Control an Amazon EMR Spark Instance Using a Notebook - Amazon SageMaker

Control an Amazon EMR Spark Instance Using a Notebook

You can use a notebook instance created with a custom lifecycle configuration script to access AWS services from your notebook. For example, you can create a script that lets you use your notebook with Sparkmagic to control other AWS resources, such as an Amazon EMR instance. You can then use the Amazon EMR instance to process your data instead of running the data analysis on your notebook. This allows you to create a smaller notebook instance because you won't use the instance to process data. This is helpful when you have large datasets that would require a large notebook instance to process the data.

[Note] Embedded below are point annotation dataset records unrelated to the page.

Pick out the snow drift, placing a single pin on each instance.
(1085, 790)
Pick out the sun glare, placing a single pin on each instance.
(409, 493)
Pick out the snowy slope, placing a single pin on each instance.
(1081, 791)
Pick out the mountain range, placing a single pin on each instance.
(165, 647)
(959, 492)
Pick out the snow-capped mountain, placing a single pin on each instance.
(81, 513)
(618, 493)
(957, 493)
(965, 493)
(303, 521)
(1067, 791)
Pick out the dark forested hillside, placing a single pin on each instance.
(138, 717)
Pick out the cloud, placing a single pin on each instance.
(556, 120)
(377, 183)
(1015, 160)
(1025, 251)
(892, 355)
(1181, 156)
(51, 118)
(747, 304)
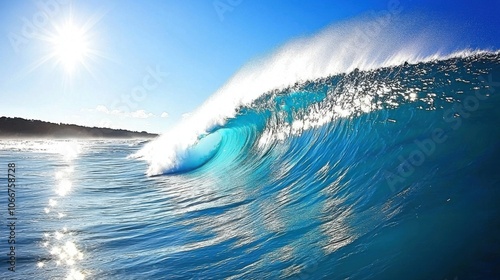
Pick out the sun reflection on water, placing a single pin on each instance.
(62, 248)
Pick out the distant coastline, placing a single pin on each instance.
(24, 128)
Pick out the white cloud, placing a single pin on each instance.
(139, 114)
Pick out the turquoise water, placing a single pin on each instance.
(385, 174)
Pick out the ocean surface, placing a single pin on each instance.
(388, 173)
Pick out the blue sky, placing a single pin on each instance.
(146, 63)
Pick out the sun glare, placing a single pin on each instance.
(70, 46)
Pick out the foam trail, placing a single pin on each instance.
(365, 43)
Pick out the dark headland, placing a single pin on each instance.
(23, 128)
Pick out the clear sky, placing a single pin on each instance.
(141, 65)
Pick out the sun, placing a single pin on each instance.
(70, 46)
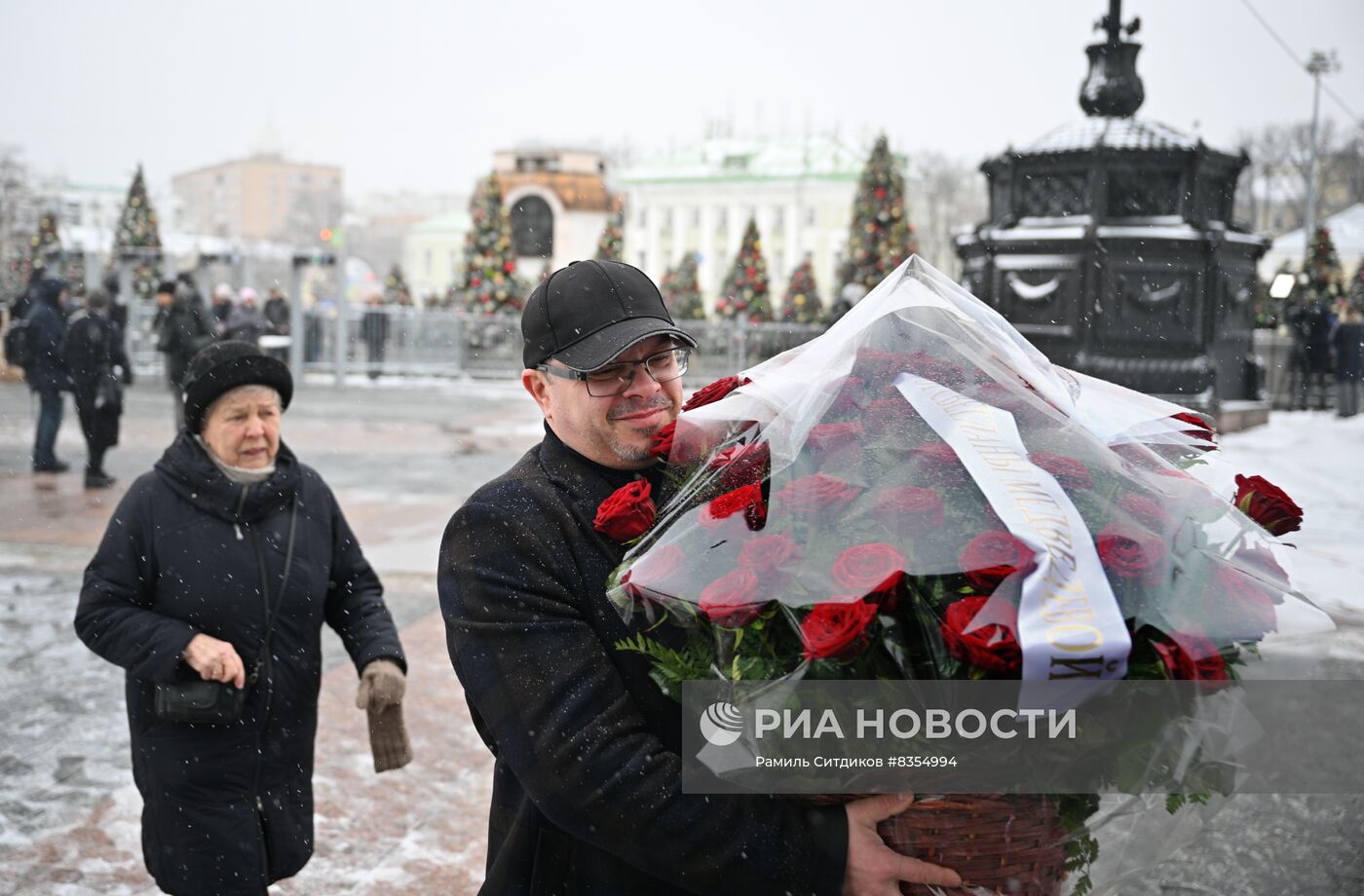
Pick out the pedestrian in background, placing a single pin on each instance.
(47, 375)
(183, 330)
(221, 307)
(374, 330)
(277, 317)
(1311, 323)
(246, 323)
(98, 370)
(210, 589)
(1347, 341)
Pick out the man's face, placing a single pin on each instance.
(618, 429)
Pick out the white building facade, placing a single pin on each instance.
(800, 193)
(433, 254)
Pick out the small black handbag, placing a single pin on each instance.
(204, 702)
(220, 702)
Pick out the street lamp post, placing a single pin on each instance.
(1316, 65)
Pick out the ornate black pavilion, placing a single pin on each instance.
(1111, 244)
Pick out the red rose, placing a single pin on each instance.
(768, 552)
(1129, 552)
(831, 435)
(1238, 606)
(1067, 470)
(909, 510)
(746, 500)
(877, 367)
(742, 464)
(852, 395)
(651, 573)
(868, 569)
(1191, 657)
(940, 464)
(663, 440)
(836, 630)
(716, 391)
(991, 646)
(627, 513)
(815, 493)
(1202, 432)
(992, 557)
(936, 368)
(733, 600)
(1146, 510)
(1268, 504)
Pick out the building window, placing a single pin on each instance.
(532, 227)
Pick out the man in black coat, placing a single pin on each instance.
(98, 370)
(200, 557)
(587, 796)
(183, 330)
(47, 375)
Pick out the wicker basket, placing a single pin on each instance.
(1008, 844)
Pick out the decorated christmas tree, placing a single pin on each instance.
(490, 283)
(396, 286)
(682, 290)
(745, 292)
(45, 244)
(138, 238)
(613, 238)
(1322, 268)
(880, 236)
(801, 303)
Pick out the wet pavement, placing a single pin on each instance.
(399, 460)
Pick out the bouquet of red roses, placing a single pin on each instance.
(920, 494)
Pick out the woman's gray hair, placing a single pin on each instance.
(238, 392)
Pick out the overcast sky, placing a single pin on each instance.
(419, 94)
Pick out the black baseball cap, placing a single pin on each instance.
(590, 311)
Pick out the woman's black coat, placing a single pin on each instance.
(228, 807)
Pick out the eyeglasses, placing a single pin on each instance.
(613, 379)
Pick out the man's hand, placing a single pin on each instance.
(875, 869)
(382, 685)
(214, 660)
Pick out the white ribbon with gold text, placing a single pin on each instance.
(1070, 623)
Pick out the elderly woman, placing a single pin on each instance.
(210, 588)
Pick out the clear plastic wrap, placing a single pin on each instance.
(921, 494)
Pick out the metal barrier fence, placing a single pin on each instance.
(454, 344)
(396, 341)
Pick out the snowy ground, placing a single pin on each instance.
(401, 460)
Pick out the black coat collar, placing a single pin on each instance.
(191, 473)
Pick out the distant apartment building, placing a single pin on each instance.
(433, 254)
(556, 202)
(700, 198)
(263, 197)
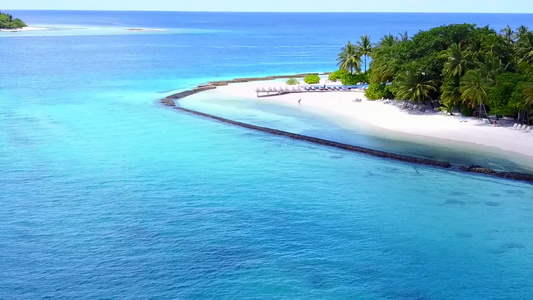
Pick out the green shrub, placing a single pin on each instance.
(292, 81)
(312, 79)
(377, 91)
(353, 79)
(334, 76)
(466, 111)
(7, 21)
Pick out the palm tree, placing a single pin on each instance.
(414, 86)
(382, 71)
(451, 94)
(521, 32)
(528, 98)
(474, 89)
(349, 59)
(364, 47)
(404, 37)
(388, 41)
(508, 34)
(525, 48)
(456, 61)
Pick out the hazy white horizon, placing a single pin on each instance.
(428, 6)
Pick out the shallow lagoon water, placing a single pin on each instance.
(106, 194)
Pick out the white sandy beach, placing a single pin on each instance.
(342, 107)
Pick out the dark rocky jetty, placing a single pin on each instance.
(491, 172)
(170, 101)
(410, 159)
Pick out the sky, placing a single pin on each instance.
(466, 6)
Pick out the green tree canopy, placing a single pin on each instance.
(7, 22)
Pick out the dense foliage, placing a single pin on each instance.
(7, 22)
(377, 91)
(461, 66)
(292, 81)
(312, 79)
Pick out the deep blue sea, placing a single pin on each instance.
(106, 194)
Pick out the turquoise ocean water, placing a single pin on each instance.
(106, 194)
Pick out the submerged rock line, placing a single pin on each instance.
(170, 101)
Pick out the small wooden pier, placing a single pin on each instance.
(273, 91)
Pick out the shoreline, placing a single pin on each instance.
(169, 101)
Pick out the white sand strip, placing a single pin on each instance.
(341, 107)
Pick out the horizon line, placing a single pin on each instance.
(274, 12)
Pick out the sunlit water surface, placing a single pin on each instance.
(105, 194)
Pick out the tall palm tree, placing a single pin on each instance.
(521, 32)
(415, 86)
(528, 98)
(525, 48)
(456, 61)
(364, 47)
(388, 40)
(508, 34)
(451, 93)
(474, 89)
(382, 71)
(404, 37)
(349, 59)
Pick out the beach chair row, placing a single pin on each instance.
(523, 128)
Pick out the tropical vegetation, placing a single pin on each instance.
(312, 79)
(461, 67)
(7, 22)
(292, 81)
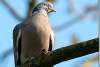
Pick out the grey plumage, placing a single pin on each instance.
(33, 35)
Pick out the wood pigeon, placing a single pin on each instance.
(34, 34)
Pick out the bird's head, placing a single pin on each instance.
(47, 6)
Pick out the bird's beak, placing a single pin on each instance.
(53, 10)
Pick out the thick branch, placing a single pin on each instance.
(71, 52)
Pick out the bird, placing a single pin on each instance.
(34, 35)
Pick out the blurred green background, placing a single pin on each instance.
(75, 21)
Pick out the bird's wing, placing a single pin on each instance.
(17, 44)
(51, 42)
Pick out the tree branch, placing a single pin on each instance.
(71, 52)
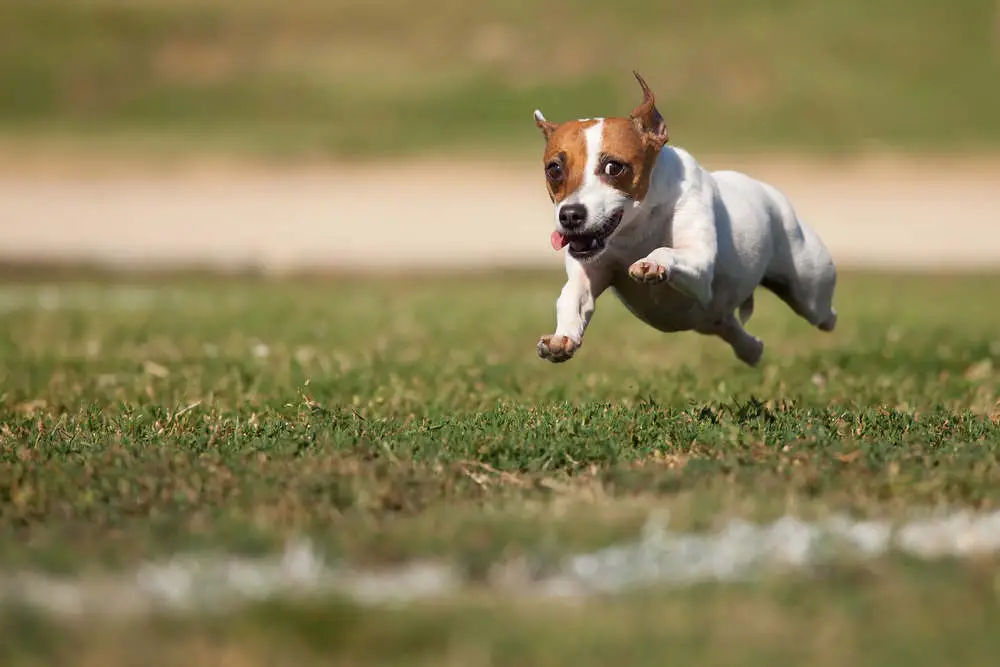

The process requires three procedures using the Amazon SageMaker console:

  • Create the Amazon EMR Spark instance

  • Create the Jupyter Notebook

  • Test the notbook-to-Amazon EMR connection

To create an Amazon EMR Spark instance that can be controlled from a notebook using Sparkmagic

  1. Open the Amazon EMR console at

  2. In the navigation pane, choose Create cluster.

  3. On the Create Cluster - Quick Options page, under Software configuration, choose Spark: Spark 2.4.4 on Hadoop 2.8.5 YARN with Ganglia 3.7.2 and Zeppelin 0.8.2.

  4. Set additional parameters on the page and then choose Create cluster.

  5. On the Cluster page, choose the cluster name that you created. Note the Master Public DNS, the EMR master's security group, and the VPC name and subnet ID where the EMR cluster was created. You will use these values when you create a notebook.

To create a notebook that uses Sparkmagic to control an Amazon EMR Spark instance

  1. Open the Amazon SageMaker console at

  2. In the navigation pane, under Notebook instances, choose Create notebook.

  3. Enter the notebook instance name and choose the instance type.

  4. Choose Additional configuration, then, under Lifecycle configuration, choose Create a new lifecycle configuration.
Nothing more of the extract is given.